D 19 novembre 2023     H 07:30     A Paul Martial     C 0 messages

As Sudan sinks into a humanitarian crisis as a result of the generals’ war, civilian organisations are beginning to take shape.

It is now nearly eight months since General Abdel Fattah al-Burhan, head of the Sudanese Armed Forces (SAF), and Hemedti, leader of the Rapid Support Forces (RSF), embarked on a war that is destroying the country and causing one of the worst humanitarian crises the country has ever seen.

Enemy brothers

Even if they agreed to lead the coup d’état together, which overthrew the civilian government that emerged from the revolution in 2018, their competition was far too strong to share power. On both sides, these armed structures are above all tools enabling the SAF’s senior officers and the Hemedti family clan to prosper. Each owns conglomerates of companies and gold mines. Faced with popular pressure, the generals were forced to negotiate a sharing of power with civilians.
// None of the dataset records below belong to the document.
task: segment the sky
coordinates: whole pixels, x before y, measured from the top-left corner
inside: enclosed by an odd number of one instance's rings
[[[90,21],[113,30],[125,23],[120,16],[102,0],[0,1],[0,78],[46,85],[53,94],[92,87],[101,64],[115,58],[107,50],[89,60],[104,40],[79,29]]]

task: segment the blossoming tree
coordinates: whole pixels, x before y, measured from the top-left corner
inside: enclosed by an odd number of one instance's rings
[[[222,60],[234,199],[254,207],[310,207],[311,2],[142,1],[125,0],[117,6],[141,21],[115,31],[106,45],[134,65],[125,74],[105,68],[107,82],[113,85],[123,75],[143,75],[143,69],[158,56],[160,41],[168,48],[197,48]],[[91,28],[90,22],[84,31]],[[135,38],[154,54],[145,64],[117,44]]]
It was the issue of dissolving the RSF that sparked off the hostilities.


From Khartoum, the capital where the first battles raged, the conflict continued to spread to the states of South Kordofan, Blue Nile and Darfur, with ethnic clashes between militias allied to the RSF and non-Arab communities. Although the humanitarian consequences have been overshadowed by the conflict in Ukraine, and now by Israel’s attacks on Gaza, they are no less catastrophic. According to Human Rights Watch, nearly five million people have been displaced, and war crimes are being committed on both sides. Women are paying the heaviest price, with widespread sexual violence, particularly in Darfur, where the UN is warning that young women are being enslaved in areas controlled by the HWW.
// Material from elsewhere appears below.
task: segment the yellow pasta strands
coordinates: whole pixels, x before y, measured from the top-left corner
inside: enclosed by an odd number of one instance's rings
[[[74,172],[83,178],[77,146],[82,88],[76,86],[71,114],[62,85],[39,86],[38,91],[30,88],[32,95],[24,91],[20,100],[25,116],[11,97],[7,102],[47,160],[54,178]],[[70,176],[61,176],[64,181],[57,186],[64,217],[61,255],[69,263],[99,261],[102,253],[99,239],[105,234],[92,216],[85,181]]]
The USA and Saudi Arabia have relaunched a peace process. Neither side is prepared to accept a humanitarian truce, let alone peace talks. They have merely agreed to facilitate the delivery of humanitarian aid. At the same time, a meeting was held in the Ethiopian capital Addis Ababa to structure a civil front against the war, bringing together political parties, trade unions and associations and chaired by former Prime Minister Abdallah Hamdok. The idea is to convene a national conference of all the forces of Sudan to impose the voice of civilians in future peace negotiations.

Faced with this initiative, the resistance committees, the linchpin of the mobilisations against the coup d’état, have differing points of view. Some, such as the coordination of resistance committees in the province of Al-Qadarif, are taking part, while others prefer to remain on the sidelines, sticking to their charter of popular power and believing that Hamdok’s concessionary policies towards the military are partly to blame for the situation.